I am afraid for my family, immediate and extended.

I am afraid that I will see my friends die, will see more of their loved ones die, and see strangers die.

I am afraid that I will never see BTS in concert again.

I am afraid that even my small fears are too small. Too trivial. Too mundane to matter.

I am afraid that I will be seen as a whore, an old bag, or a shameful harlot because I appreciate attractive humans – and unapologetically thirst.

I am afraid that who I am online will prevent me from achieving my dreams of interviewing BTS in person.

I am afraid that I am failing my children.

I am afraid for my black friends, because America has always deemed them not human and acted accordingly. My black friends, black Americans, black people in general, deserve better. They deserve to live in peace. They deserve to breathe.
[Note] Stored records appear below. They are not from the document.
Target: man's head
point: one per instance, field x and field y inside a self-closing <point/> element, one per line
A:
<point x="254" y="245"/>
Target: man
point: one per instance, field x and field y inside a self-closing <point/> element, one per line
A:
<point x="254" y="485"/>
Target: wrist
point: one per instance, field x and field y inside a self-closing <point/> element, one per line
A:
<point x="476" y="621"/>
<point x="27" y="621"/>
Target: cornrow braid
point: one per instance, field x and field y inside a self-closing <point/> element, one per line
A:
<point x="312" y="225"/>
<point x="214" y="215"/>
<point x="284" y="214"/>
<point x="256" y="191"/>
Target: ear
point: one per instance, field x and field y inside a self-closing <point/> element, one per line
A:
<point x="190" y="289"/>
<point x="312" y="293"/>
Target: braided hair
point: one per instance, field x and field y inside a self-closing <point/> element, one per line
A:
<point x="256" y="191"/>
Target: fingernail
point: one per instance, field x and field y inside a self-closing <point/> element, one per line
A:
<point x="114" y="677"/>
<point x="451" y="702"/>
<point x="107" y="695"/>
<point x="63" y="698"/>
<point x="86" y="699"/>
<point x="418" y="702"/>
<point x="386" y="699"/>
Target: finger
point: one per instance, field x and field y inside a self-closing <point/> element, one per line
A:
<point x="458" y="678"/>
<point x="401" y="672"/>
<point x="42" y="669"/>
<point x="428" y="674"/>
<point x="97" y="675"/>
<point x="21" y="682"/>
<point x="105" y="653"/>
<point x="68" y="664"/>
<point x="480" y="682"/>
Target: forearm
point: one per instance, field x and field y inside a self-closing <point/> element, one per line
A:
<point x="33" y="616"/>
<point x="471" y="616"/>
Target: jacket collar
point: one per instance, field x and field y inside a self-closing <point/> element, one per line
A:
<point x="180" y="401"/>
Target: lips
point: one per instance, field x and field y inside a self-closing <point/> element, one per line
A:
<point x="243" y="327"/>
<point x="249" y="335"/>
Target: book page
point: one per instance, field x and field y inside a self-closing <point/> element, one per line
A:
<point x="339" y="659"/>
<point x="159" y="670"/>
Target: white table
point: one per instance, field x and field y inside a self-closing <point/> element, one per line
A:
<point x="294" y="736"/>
They deserve to live in a country that does not actively try to legislate away their personhood.

I am afraid I am not vocal enough on their behalf.

I am afraid that when I am not speaking up, that people will see me as a hypocrite.

I am afraid that is the only reason I do speak up.

I am afraid that I only speak up out of self-preservation; that I am virtue signaling. That it is out of quid pro quo versus the right thing to do.

I am afraid that I will succumb to the panic I constantly feel, oppressing my chest. That if I have to read one more article on how black, brown, yellow, and red persons are not welcome, not allowed, not seen, not heard in the America that I both love and hate – because I love it so – I will scream.

I am afraid that I will never stop weeping.

I am afraid that one day, I will not weep anymore.

I am afraid that I am not eloquent enough, not smart enough, not bulletproof enough to say my piece.

I am afraid that I am not enough.

I am afraid. I am always afraid.

I am afraid that I will always be afraid.

I am afraid and so I shout: You cannot have me. You cannot claim this space. I will not allow it.